Ein Blackout ist ein großflächiger, längerer Stromausfall, ein Brownout ist mehr ein regionaler Stromausfall. Warum ausgerechnet zu Ostern. An Ostern ist die Stromnachfrage (Last) sehr gering. Viele Menschen machen im Ausland Urlaub und die Betriebe haben über Ostern geschlossen. Ich habe mir deshalb die Situation am Ostersonntag (ganz rechts in der Grafik) angeschaut. Die niedrigste Last tritt in der Nacht zwischen Mitternacht und 6 Uhr morgens auf, mit ca. 35 GW Stromverbrauch. Da aber in der Nacht kein Solarstrom erzeugt wird, ist diese Situation unproblematisch. In der Mittagszeit stieg die Last auf 44 GW (unter der Woche kann die Last auf 70 GW steigen) und alle Kraftwerke zusammen speisten 55,7 GW in das Stromnetz ein. Die Frage ist deshalb, wird dadurch das Stromnetz überlastet. Nicht abschaltbare Kohle und Gaskraftwerke speisten 6,6 GW ein, Biomasse und Wasser 4,5 GW, Windanalagen nur 4,2 GW und die PV-Anlagen produzierten bei schönsten Wetter in der Spitze 38,6 GW Strom. Um das Stromnetz nicht überzubelasten, kann man Windanlagen runterregeln, und von den 100 GW PV-Anlagen sind ca. 60 GW regelbar. Ein Problem für das Stromnetz sind die ca. 40 GW PV-Dachanlagen, die ungeregelt einspeisen. Trotzdem gab es keinen Brownout und auch keinen Blackout. Die 40 GW PV-Anlagen können wegen Degradation, Wechselrichter Ausgangsleistung, verschiedene Dachausrichtungen und Standorte etc. in der Spitze nur ca. 25 GW einspeisen. Meine eigene PV-Anlage (verschieden Ausrichtung) speiste Mittags15,5 kW von 23 möglichen kW ein. Somit sind im deutschen Stromnetz ca. 37 GW nicht regelbar. Da aber die Last 44 GW betrug, kam es zu keinem Brownout. Die 12 GW mehr Erzeugung als die Last haben wir exportiert. Regelbare PV-Anlagen wurden am Ostersonntag auch abgeschaltet, vereinzelt auch Windanlagen. Dazu nicht benötigte fossile Kraftwerke. In einigen Netzgebieten kann es natürlich anders aussehen.

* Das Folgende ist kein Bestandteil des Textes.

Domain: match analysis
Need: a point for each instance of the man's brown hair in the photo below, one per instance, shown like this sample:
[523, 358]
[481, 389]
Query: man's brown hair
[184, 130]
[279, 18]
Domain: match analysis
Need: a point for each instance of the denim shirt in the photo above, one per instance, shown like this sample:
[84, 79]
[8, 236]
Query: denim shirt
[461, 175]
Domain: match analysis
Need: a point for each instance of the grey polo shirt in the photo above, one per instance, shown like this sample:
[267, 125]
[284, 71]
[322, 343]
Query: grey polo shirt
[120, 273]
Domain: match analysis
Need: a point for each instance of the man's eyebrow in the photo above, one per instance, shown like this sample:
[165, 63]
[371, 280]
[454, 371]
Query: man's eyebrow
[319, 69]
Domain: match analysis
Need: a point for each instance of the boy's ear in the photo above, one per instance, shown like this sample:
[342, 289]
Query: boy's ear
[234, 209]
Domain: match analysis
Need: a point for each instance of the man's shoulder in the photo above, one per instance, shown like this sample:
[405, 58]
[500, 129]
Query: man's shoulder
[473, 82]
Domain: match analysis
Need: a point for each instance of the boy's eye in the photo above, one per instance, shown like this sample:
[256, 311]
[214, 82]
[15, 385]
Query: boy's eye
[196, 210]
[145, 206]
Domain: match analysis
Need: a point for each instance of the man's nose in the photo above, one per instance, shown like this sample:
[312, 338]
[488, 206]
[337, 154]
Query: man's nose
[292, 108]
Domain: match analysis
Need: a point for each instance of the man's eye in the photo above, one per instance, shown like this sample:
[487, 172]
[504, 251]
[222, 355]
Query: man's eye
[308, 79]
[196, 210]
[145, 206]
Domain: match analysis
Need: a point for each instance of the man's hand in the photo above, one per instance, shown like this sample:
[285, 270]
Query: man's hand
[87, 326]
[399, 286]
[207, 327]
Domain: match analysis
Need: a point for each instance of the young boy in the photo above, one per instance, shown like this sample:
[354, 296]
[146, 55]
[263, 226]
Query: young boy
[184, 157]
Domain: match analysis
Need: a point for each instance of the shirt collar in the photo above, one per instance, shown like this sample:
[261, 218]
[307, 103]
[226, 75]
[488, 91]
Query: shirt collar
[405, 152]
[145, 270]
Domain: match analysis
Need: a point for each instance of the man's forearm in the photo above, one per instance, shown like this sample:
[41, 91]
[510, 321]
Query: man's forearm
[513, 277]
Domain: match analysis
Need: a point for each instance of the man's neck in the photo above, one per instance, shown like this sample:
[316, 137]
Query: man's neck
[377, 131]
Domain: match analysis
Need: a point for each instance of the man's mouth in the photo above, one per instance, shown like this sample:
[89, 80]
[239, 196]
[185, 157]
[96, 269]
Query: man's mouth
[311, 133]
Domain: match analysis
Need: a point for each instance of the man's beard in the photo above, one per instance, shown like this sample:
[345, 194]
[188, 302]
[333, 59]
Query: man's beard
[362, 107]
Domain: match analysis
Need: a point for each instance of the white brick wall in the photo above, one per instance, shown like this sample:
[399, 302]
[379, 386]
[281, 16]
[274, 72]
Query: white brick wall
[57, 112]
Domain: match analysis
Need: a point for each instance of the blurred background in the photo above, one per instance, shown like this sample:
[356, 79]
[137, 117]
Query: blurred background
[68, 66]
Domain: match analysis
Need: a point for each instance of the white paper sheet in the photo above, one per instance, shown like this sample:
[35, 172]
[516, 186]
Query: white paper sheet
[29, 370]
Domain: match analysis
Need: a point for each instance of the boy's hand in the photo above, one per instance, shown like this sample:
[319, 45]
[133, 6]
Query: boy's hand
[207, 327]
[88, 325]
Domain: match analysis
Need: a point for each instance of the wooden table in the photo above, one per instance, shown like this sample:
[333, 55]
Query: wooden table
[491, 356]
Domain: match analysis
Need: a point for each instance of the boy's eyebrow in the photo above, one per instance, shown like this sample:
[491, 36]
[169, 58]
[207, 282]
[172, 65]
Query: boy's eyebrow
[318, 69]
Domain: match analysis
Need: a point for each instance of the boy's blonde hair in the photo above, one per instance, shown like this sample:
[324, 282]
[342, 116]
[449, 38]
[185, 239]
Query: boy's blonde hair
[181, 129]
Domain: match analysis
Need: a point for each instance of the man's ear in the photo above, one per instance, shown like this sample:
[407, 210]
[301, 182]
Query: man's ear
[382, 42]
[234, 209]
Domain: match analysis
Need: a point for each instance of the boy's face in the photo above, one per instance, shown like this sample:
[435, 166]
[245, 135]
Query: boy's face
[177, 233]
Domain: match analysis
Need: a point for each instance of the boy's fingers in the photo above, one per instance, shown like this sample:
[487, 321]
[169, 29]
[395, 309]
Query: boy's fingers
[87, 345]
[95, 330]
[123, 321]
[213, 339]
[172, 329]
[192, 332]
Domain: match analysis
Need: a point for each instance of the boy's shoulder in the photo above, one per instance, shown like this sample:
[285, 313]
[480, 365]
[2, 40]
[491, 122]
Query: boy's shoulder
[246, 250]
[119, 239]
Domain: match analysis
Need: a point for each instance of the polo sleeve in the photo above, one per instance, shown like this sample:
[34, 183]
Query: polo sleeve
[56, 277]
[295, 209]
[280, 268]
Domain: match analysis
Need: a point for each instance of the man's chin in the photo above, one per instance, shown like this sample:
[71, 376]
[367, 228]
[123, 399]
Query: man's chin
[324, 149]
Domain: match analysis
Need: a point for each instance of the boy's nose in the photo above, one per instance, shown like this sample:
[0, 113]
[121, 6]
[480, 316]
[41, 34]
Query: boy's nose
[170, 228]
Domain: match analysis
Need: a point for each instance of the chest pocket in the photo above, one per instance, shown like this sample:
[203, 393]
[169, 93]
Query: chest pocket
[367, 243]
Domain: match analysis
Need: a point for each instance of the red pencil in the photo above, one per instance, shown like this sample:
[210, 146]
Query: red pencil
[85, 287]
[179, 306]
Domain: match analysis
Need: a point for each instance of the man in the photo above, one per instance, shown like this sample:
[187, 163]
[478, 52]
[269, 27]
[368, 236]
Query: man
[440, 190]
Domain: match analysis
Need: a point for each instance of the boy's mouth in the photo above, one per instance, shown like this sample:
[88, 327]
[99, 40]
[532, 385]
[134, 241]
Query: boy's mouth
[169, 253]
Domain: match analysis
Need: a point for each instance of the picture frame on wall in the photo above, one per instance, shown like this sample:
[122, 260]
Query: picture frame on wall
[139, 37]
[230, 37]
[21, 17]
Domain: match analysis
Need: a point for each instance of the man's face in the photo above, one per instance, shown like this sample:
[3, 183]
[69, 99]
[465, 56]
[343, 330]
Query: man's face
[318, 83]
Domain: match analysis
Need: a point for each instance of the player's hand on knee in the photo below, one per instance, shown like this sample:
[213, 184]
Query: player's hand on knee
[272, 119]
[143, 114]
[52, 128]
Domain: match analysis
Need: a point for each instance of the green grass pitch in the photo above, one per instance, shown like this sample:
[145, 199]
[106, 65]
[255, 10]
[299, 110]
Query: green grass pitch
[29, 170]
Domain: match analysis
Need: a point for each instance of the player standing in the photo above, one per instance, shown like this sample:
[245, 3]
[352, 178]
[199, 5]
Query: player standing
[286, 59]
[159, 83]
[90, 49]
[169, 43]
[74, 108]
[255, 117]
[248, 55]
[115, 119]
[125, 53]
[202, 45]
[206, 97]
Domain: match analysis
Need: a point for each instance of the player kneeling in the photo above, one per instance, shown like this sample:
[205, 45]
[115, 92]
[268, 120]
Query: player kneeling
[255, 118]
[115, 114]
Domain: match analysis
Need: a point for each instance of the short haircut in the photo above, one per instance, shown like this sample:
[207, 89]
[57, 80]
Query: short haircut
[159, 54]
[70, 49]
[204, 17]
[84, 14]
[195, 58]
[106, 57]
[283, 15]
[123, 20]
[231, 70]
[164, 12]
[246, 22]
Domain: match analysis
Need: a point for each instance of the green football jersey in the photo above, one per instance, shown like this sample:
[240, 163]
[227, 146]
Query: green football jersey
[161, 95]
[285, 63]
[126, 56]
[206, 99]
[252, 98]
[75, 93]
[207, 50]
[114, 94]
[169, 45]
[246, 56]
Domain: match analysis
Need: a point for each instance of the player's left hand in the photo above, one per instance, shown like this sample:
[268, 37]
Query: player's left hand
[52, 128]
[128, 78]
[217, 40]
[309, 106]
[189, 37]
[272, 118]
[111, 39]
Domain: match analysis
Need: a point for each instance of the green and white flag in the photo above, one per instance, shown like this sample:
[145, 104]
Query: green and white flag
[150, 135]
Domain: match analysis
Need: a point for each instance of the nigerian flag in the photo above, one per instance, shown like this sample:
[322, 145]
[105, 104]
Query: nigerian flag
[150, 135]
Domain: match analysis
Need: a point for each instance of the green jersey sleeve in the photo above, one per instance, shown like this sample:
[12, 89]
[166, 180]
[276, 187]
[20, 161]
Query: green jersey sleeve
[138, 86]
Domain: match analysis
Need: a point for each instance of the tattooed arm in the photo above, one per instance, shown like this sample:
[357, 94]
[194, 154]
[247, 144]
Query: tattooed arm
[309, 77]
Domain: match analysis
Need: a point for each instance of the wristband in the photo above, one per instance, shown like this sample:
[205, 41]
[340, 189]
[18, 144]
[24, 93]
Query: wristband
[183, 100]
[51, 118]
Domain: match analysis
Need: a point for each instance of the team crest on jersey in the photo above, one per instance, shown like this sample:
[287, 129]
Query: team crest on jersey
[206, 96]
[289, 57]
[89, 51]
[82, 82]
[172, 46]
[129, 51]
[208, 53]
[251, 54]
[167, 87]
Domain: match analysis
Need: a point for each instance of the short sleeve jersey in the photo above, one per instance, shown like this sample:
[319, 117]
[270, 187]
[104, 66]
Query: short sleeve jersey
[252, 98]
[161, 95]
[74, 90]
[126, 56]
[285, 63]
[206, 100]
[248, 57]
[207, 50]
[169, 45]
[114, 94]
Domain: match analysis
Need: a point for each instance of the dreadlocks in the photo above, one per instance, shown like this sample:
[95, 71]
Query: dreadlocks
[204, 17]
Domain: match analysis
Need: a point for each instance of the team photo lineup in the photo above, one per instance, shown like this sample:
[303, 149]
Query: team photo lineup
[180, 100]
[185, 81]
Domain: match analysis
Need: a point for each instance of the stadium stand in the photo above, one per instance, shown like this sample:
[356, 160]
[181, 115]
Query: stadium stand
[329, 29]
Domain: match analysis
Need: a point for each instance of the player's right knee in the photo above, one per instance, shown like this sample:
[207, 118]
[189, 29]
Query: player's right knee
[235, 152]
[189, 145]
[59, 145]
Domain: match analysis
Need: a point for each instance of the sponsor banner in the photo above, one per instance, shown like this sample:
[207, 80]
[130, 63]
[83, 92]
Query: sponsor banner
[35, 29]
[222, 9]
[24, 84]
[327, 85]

Es gibt aber dann immer noch die Notabschaltung von Wechselrichtern, wenn die Frequenz im Stromnetz durch zu viel Solarstrom auf über 50,2 Hertz steigt, schalten Wechselrichter (auch bei älteren Anlagen) automatisch nacheinander ab. Auch diese Regelung verhindert einen Brown- oder Blackout.
Um Störungen im Stromnetz vorzubeugen, wurde von der Ampel noch das sogenannte Solarspitzengesetz beschlossen. Das bedeutet, dass neue PV-Anlagen unter 100 kW entweder auf 60 % begrenzt oder regelbar sein müssen. Das müsste auch für alle Altanlagen eingeführt werden.
Ich bin sicher, nächstes Jahr zu Ostern haben wir wieder die gleichen Meldungen in den Medien. Das gilt übrigens auch zu Pfingsten. Aiwanger wird wohl enttäuscht gewesen sein, weil seine Vorhersage nicht eingetreten ist.